Logoflutter_gemma

Agent Skills

On-device agentic skills for flutter_gemma — give the model a SKILL.md catalog and let it pick and run skills through the tool-calling loop, fully offline.

flutter_gemma_agent is an opt-in satellite package that turns the inference core into an on-device agent: you give the model a set of skills (SKILL.md files), and it decides which to invoke through flutter_gemma's existing function-calling, runs them, and feeds the results back — fully offline.

It is reverse-engineered from google-ai-edge/gallery (Apache-2.0) and is Gallery-compatible: their SKILL.md catalog parses unmodified, and their JavaScript skills run as-is.

Agent skills build on function calling, so they need a function-calling-capable model (Gemma 4 E2B/E4B recommended). See Function Calling for the model support matrix.

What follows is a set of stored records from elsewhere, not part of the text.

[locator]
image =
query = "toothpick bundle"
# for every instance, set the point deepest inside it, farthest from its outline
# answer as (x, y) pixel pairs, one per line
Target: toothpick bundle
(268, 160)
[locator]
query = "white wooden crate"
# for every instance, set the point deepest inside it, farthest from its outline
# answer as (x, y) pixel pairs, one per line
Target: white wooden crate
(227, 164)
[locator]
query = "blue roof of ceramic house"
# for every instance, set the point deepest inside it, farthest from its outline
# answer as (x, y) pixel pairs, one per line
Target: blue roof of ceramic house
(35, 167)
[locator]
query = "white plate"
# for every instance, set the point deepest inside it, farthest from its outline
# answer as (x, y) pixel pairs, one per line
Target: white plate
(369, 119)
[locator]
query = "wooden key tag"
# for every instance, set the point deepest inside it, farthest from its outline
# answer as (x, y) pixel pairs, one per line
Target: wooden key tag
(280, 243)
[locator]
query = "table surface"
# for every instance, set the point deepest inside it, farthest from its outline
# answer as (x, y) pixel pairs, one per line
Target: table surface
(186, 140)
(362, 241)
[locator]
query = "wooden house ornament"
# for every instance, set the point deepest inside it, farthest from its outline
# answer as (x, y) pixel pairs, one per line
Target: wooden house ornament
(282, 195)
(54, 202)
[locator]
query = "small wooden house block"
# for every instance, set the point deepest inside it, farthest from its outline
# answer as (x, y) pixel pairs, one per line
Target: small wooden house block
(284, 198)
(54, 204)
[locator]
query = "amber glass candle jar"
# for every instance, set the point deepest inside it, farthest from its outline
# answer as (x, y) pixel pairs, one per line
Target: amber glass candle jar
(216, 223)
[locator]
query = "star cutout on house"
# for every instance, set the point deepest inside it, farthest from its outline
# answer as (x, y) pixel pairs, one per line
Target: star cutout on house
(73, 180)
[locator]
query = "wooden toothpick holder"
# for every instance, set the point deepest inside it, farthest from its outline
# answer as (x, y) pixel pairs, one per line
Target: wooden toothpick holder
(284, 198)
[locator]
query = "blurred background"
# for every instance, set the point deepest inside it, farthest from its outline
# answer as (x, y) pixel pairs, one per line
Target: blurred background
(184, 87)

The four skill mechanisms#

A skill is a Markdown file (SKILL.md) with YAML frontmatter and one of four execution mechanisms:

Skill type What it does Android iOS macOS Windows Web Linux
text-only A persona / instruction the model follows directly
MCP Calls remote MCP tools over Streamable HTTP
native-intent Opens an OS surface (mail, SMS, calendar, notification)
JS Runs the skill's JavaScript in a sandboxed headless webview ✅¹ ❌²

¹ Windows JS skills need the WebView2 Runtime (pre-installed on Windows 11). ² Linux has no embeddable webview, so JS skills return an ErrorResult; text / native-intent / MCP skills work on Linux.

JS skills run in a headless, sandboxed webview. To grant a secure context (so skills using crypto.subtle and other secure-context Web APIs work), the package serves each skill's assets over a loopback HTTP server (http://127.0.0.1, a W3C "potentially trustworthy" origin) — one mechanism that works identically across WebView2 / WKWebView / Android WebView, verified on hardware. On the web the skill runs in a sandboxed <iframe>.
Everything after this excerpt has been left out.